Y aquí viene otro frente que pocos conductores consideran. Más allá de la sanción económica, si tienes un accidente con la ITV suspendida, la compañía de seguros puede negarse a cubrir los daños. Si hay heridos graves o fallecimientos, el conductor puede enfrentarse a responsabilidad penal, con sanciones que van desde la retirada del carné hasta consecuencias judiciales más serias.
Circular sin la ITV en orden puede dejarte sin seguro en caso de accidente y, si hay heridos, enfrentarte a sanciones penales. Mejor asumir el coste del taller que pagar las consecuencias.
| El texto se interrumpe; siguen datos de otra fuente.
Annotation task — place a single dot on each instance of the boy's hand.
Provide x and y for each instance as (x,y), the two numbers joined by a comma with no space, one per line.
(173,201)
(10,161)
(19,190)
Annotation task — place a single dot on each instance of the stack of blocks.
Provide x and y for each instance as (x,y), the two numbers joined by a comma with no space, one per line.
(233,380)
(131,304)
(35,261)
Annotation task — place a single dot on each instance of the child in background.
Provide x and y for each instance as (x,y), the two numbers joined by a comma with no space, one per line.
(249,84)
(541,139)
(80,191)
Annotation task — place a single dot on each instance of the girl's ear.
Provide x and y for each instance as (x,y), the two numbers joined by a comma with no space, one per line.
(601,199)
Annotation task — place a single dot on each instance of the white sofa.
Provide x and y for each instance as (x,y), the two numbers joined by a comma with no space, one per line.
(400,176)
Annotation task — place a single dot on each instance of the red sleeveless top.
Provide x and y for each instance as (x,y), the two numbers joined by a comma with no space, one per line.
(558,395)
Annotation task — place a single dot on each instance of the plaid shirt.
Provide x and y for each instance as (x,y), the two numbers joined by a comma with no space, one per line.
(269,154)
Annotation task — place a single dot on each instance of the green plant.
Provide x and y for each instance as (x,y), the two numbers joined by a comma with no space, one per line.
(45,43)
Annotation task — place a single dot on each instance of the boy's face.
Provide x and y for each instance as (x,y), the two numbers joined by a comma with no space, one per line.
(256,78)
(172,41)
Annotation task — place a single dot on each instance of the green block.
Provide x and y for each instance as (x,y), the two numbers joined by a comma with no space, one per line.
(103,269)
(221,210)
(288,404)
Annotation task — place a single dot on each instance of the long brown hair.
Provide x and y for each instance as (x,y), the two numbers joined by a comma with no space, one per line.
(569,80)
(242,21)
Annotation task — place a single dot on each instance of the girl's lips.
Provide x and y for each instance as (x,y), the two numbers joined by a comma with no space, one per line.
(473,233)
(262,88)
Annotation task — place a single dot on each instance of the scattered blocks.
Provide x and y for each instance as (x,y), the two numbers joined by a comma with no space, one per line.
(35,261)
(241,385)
El coste de ignorar la ITV suspendida
Los números no dejan lugar a dudas. Una reparación preventiva de los frenos o unos neumáticos nuevos rara vez supera los 400 euros; por el contrario, la suma de una multa de 500 euros, la grúa, la reparación a contrarreloj y la posible pérdida de cobertura del seguro puede llevarse por delante varios miles de euros. A eso hay que añadir el coste de oportunidad: un coche parado por no superar la ITV no te lleva al trabajo ni a casa.
Por eso, cuando el informe de la ITV llega con defectos graves, la recomendación es clara: acude a un taller de confianza lo antes posible, repara los fallos y vuelve a la estación antes de que pasen los dos meses. Si la calificación es negativa, no arriesgues: la grúa es la única opción legal y segura.
🛠️ Guía rápida: revisión y mantenimiento
- Lo que debes revisar: El informe detallado de la ITV para saber si los defectos son graves (desfavorable) o muy graves (negativa).
- Cómo hacerlo: Repara los fallos en un taller de confianza y vuelve a la ITV dentro del plazo de dos meses. Con ITV negativa, utiliza la grúa para trasladar el coche.
- Cuánto cuesta: La multa por circular sin ITV en regla es de 200 euros (desfavorable) o 500 euros (negativa). Una inspección completa adicional ronda entre 30 y 50 euros.